Thirdly, with the number of Chinese tourists to Japan continuing to grow at a rapid rate, a lot of Japanese firms have become aware that the increasing demands of Chinese consumers can provide good business opportunities to them.

Fourthly, since the beginning of this year, China's macroeconomic fundamentals have remained more balanced than in the past several years and accordingly, it has become difficult for the media, which had struck a pessimistic tone on the Chinese economy, to continue expressing very pessimistic views.

Amid these developments, top executives of some Japanese firms who had taken cautious and negative approaches to expanding Chinese business over the past several years, have started since the beginning of this year to revise their views and direct executive officers stationed in China to hammer out new strategies aimed at increasing penetration into Chinese markets.

These four developments have in common that they have been brought about not by improvement of the marketing abilities of Japanese companies, but by improvement of the business environment surrounding them.

Understanding the rising purchasing power in China at an early stage, U.S. and European corporations have capitalized on their high marketing abilities to have an accurate grasp of Chinese market needs and boost sales on the back of growing demand.

By contrast, Japanese companies in general are superior in technological competencies but inferior in marketing abilities, compared to their Western counterparts. Thus, they failed to quickly grasp business opportunities in dramatically changing Chinese markets and supply products that met local needs.

This is the reason why despite the rapid expansion of Chinese markets, there are only a limited number of Japanese corporations whose Chinese sales have been robust.

On top of that, no sooner did China's middle class, the main target group of Japanese companies, start to explode in 2010 than the problem of the Senkaku Islands arose and made a majority of Japanese firms extremely conservative about expanding Chinese business.

As a result, top management of Japanese companies refrained from visiting China, accepted without questioning media reports highlighting a pessimistic outlook for the Chinese economy, did not strive to find and recognize any business opportunities in China, and became all the more incapable of understanding Chinese markets.

However, the negative effects of these factors are being gradually offset by the positive effects of the factors listed below, triggering a change in Japanese companies' business attitude for the better.
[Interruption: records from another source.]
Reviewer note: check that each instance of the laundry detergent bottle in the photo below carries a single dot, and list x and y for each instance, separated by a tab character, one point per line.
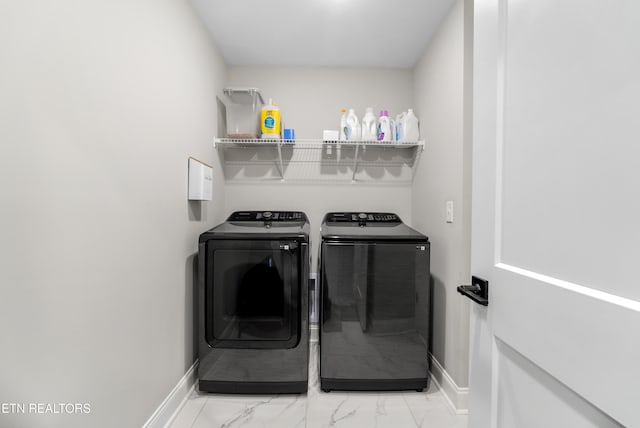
270	121
384	126
369	125
411	127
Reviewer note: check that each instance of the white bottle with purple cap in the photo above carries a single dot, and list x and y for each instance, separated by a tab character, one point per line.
384	126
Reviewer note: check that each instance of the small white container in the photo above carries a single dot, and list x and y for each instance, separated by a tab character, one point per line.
352	131
343	125
384	127
400	126
369	126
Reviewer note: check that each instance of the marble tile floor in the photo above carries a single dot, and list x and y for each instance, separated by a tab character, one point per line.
317	409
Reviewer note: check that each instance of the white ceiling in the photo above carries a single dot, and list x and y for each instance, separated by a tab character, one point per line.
338	33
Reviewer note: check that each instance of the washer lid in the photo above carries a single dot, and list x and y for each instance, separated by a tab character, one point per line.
261	225
272	216
370	226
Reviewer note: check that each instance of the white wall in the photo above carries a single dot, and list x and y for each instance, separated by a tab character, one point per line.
310	99
102	103
443	176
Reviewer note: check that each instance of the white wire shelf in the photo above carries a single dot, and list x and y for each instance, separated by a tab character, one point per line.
313	143
318	160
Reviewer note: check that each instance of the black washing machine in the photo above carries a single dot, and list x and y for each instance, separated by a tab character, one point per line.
253	304
375	292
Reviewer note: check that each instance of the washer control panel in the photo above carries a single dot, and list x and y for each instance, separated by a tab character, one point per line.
363	217
267	216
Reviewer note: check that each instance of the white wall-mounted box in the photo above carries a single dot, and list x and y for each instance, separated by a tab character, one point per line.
200	180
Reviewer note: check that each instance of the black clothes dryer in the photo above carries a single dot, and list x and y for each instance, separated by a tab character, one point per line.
374	316
253	316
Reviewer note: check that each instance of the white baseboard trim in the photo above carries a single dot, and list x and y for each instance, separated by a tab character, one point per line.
457	397
169	408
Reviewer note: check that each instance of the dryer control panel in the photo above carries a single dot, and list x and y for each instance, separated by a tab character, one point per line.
363	217
271	216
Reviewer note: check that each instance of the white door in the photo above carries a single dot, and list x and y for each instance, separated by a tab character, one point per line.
556	214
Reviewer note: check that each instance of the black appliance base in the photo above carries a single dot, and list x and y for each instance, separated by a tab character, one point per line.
225	387
328	384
(1) The continued explosive growth of the middle class in China;

(2) The strong performance of the Chinese economy this year;

(3) The media gradually revising their excessively pessimistic view of China; and

(4) Certain improvements in the Japan-China relationship which had been at its worst.

While the marketing abilities of many Japanese firms remain poorer than those of their Western counterparts, demand for Japanese products and services has been on the rise as the middle-class population, the major target group of Japanese companies, increases in China.
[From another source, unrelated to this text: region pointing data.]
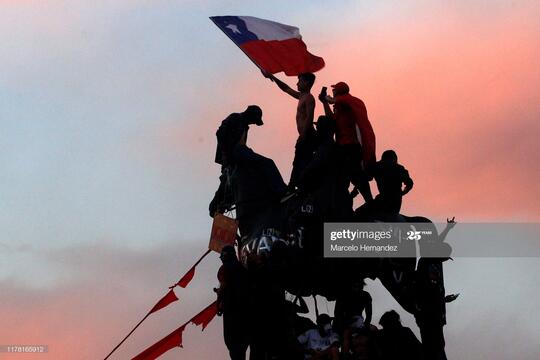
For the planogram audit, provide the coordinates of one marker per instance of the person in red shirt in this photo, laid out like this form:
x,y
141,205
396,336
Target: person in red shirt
x,y
354,135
Consequently, a positive opinion that "we, Japanese firms, are the most capable of providing Chinese consumers with what they will need and want going forward" has begun spreading among Japanese companies operating in China.

In these circumstances as seen above, Western companies' and their Japanese counterparts' attitudes towards Chinese business are moving in opposite directions.

I, looking ahead, cannot find any factors that may cause immediate changes in U.S. and European companies' cautious stance towards Chinese business, whereas the positive effects of the previously-mentioned factors which support the change in attitude of Japanese companies for the better are highly likely to linger for a while.

It seems, therefore, highly likely that the gap between the views of U.S. and European firms and their Japanese counterparts' views on Chinese business will remain for some time to come.

(This article was translated from the Japanese transcript of Mr. Seguchi's column published by JBpress on November 21, 2017.)